Configure Model Capabilities (Optional)

Codex can use a custom model catalog to recognize MiniMax-M3 capabilities such as multimodal input, reasoning effort as the thinking switch, system prompt instructions, tool type, and other detailed model parameters. After this is configured, type /model in Codex CLI to see MiniMax-M3 and its available reasoning levels in the model list.

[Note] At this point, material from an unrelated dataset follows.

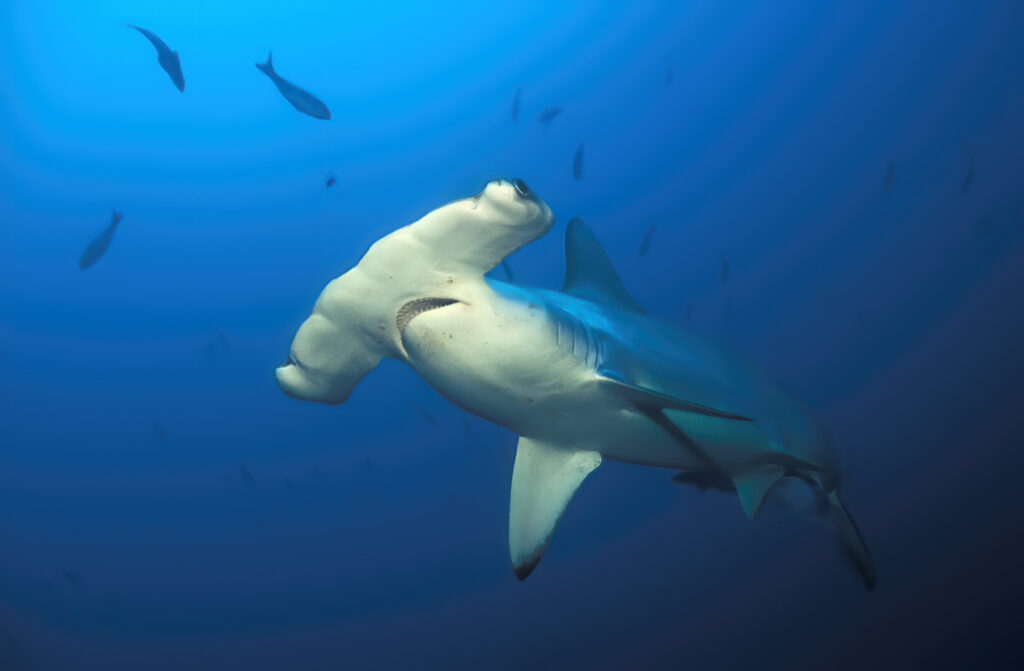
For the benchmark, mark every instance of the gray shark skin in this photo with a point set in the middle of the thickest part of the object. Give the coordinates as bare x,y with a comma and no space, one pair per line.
98,246
583,374
300,98
167,58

Add the following line to ~/.codex/config.toml:
model_catalog_json = "~/.codex/model-catalogs/custom-catalog.json"
Then create ~/.codex/model-catalogs/custom-catalog.json with the detailed model configuration:
{
  "models": [
    {
      "slug": "MiniMax-M3",
      "display_name": "MiniMax-M3",
      "description": "MiniMax",
      "default_reasoning_level": "high",
      "supported_reasoning_levels": [
        { "effort": "none", "description": "Think-Off" },
        { "effort": "high", "description": "Deep" }
      ],
      "shell_type": "shell_command",
      "visibility": "list",
      "supported_in_api": true,
      "priority": 0,
      "base_instructions": "You are Codex, a coding agent based on MiniMax-M3. You and the user share the same workspace and collaborate to achieve the user's goals.",
      "supports_reasoning_summaries": true,
      "default_reasoning_summary": "none",
      "support_verbosity": false,
      "truncation_policy": { "mode": "bytes", "limit": 10000 },
      "supports_parallel_tool_calls": true,
      "experimental_supported_tools": [],
      "input_modalities": ["text", "image"]
    }
  ]
}
Common fields in this configuration:
  • slug / display_name: The model identifier and display name used in Codex config and the /model list. Keep this aligned with the model name used by the API.
  • default_reasoning_level: The default reasoning effort. For MiniMax-M3, any non-none value enables Adaptive Thinking; the value does not tune reasoning depth.
  • supported_reasoning_levels: Reasoning options users can switch between in /model. none turns thinking off; high enables Adaptive Thinking.
  • base_instructions: Base system prompt Codex adds when using this model. Use it to describe the model identity and collaboration style.
  • supports_reasoning_summaries: Enables Codex’s Responses API reasoning path for this model. Set this to true so Codex sends reasoning.effort; otherwise Codex omits the reasoning field even when default_reasoning_level is configured. In this example, default_reasoning_summary is set to none so Codex does not request a separate reasoning summary.
  • shell_type: Declares the shell tool-call type supported by the model. This example uses shell_command.
  • visibility / supported_in_api / priority: Control whether the model appears in the list, whether it is available through the API, and its ordering priority in the model list.
  • supports_parallel_tool_calls: Indicates that the model supports parallel tool calls, allowing Codex to handle multiple tool requests.
  • experimental_supported_tools: Reserved list for experimental tool capabilities. Leave it as an empty array when no extra tools are needed.
  • input_modalities: Supported input modalities. ["text", "image"] means text and image input are supported.
  • truncation_policy: Controls truncation behavior for retained context or tool output. This example limits retained content by bytes.
Restart Codex after changing the model catalog.